Un estudio realizado por la DNA Resonance Research Foundation sostiene que millones de personas podrían portar fragmentos de ADN de origen extraterrestre ocultos en su composición genética. El hallazgo, presentado por el fundador y director de la institución, Max Rempel, plantea que la humanidad estaría experimentando una posible transformación genética.
De acuerdo con la investigación, el análisis incluyó muestras genéticas de personas seleccionadas al azar y de individuos que aseguran haber sido víctimas de abducción. En ambos grupos se habrían identificado secuencias genéticas con alteraciones inusuales. Según la fundación, el estudio examinó 581 familias del Proyecto 1,000 Genomas, detectando que 11 de ellas presentaban secuencias extensas de ADN con 348 variantes genéticas no parentales, es decir, que no provienen de la herencia directa de los padres.
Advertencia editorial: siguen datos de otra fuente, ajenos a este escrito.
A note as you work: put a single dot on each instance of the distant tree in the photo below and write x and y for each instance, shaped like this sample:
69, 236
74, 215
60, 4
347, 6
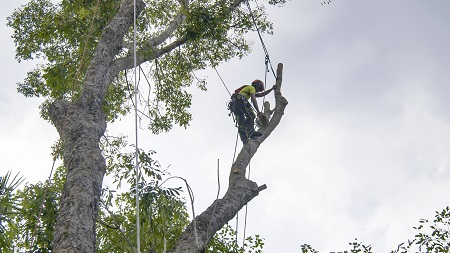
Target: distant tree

Los sujetos analizados nacieron antes de 1990, por lo que el investigador descartó que las mutaciones se deban a manipulación genética humana mediante tecnología moderna como CRISPR. En las pruebas realizadas a personas que afirmaron haber tenido experiencias de abducción, también se habrían encontrado marcadores genéticos atípicos. Con base en estos resultados, la fundación sugiere que sería posible identificar a individuos portadores de ADN no terrestre, lo que alimenta la teoría de que los humanos híbridos con origen extraterrestre podrían estar viviendo entre nosotros.